Le piège d’Oslo

Le politologue Nicolas Dot-Pouillard porte un regard lucide sur la situation du mouvement national palestinien.

Denis Sieffert  • 9 novembre 2016 abonné·es
Le piège d’Oslo
© Photo : MOHAMMED ABED/AFP

Les divisions du mouvement national palestinien ne sont certes pas nouvelles. Mais, plus que de divisions, il s’agit aujourd’hui d’un véritable « éclatement ». C’est ce que suggère le titre du dernier ouvrage du politologue Nicolas Dot-Pouillard, La Mosaïque éclatée.

Le chercheur analyse les causes de cette évolution depuis ce moment clé de l’histoire que furent les accords d’Oslo, en 1993. Auparavant, les antagonismes entre le Fatah de Yasser Arafat et le Front populaire de Georges Habache ou le Front démocratique de Nayef Hawatmeh se géraient tant bien que mal au sein de l’Organisation de libération de la Palestine (OLP). Mais Arafat et Habache ne sont plus là, et le paysage géopolitique a profondément changé.

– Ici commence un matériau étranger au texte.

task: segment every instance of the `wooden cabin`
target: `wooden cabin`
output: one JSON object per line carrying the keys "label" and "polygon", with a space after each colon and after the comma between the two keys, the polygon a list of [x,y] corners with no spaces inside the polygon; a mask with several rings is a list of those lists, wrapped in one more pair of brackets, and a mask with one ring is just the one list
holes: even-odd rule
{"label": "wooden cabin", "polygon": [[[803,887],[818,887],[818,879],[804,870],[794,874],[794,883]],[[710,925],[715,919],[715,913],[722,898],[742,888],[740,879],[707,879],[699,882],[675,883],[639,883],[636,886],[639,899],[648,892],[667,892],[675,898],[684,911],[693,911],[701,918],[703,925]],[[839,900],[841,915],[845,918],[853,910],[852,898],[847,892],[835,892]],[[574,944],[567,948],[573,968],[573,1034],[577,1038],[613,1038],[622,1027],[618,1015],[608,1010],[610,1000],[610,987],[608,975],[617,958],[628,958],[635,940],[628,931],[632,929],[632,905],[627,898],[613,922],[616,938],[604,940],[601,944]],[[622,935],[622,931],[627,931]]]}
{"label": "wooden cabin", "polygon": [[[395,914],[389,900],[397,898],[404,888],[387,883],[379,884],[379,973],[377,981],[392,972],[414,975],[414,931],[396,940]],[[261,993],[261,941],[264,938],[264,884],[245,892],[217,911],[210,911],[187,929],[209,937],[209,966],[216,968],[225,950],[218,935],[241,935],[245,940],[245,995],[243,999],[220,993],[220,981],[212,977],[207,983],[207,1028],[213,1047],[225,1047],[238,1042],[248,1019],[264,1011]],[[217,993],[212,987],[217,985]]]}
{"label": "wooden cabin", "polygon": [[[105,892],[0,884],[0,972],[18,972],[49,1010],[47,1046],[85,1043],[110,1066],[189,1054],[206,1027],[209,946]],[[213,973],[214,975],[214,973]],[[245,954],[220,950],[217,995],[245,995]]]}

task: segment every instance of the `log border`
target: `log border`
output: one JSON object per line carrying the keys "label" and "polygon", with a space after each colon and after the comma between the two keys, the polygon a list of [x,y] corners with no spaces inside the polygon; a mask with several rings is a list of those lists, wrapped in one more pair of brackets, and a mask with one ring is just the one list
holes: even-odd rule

Deux événements majeurs ont contribué à cet éclatement : la création du Hamas, en décembre 1987, et les accords d’Oslo, six ans plus tard. Lorsque l’organisation islamiste apparaît, le combat des Palestiniens est à son apogée. C’est la première Intifada, et Arafat va bientôt mener une offensive diplomatique de grande envergure. C’est l’échec de sa stratégie de la main tendue à Israël et la poursuite de la colonisation qui vont faire du Hamas une organisation quasi majoritaire dans l’espace palestinien. Nicolas Dot-Pouillard décrypte lucidement les pièges d’Oslo, qui ne traitait d’aucune des questions de fond : ni le sort de Jérusalem, ni le droit au retour des réfugiés, ni le tracé des frontières d’un futur État – dont d’ailleurs il n’était pas question.

Quant à la création de l’Autorité nationale, elle hérite d’un pouvoir administratif limité sur une parcelle de territoire, et dévitalise l’OLP, devenue, selon le mot de l’auteur, « un astre mort [qui] continue de tourner ». Mais le peu de pouvoir qui reste à l’OLP, notamment financier, est monopolisé par la direction sous la férule de Mahmoud Abbas. Bref, l’organisation « ne reflète plus le paysage politique palestinien », transformé par la montée en puissance de courants islamiques, du Hamas au Jihad islamique palestinien.

Les révolutions et contre-révolutions en Égypte et en Syrie vont ensuite peser sur le mouvement national. Comme l’écrit Dot-Pouillard, « les divisions ne sont pas seulement celles du pouvoir et du territoire, elles sont relatives aux alliances régionales ». La crise syrienne est devenue une crise inter-palestinienne. Les uns choisissent Istanbul et Riyad, les autres Téhéran et Damas. La contradiction traverse même le Hamas. Nicolas Dot-Pouillard fait preuve d’un certain optimisme quand il parle encore de « pluralisme ». Ce qui est vrai, c’est que tous les conflits du monde n’ont pas encore réussi à dissoudre la cause palestinienne, qui garde sa centralité mobilisatrice dans le monde arabe. Et « l’imaginaire national est toujours en mouvement », porté par une nouvelle génération en quête de nouvelles formes d’action.

La Mosaïque éclatée. Une histoire du mouvement national palestinien (1993-2016), Nicolas Dot-Pouillard, Sindbad/Actes Sud, 255 p., 22 euros.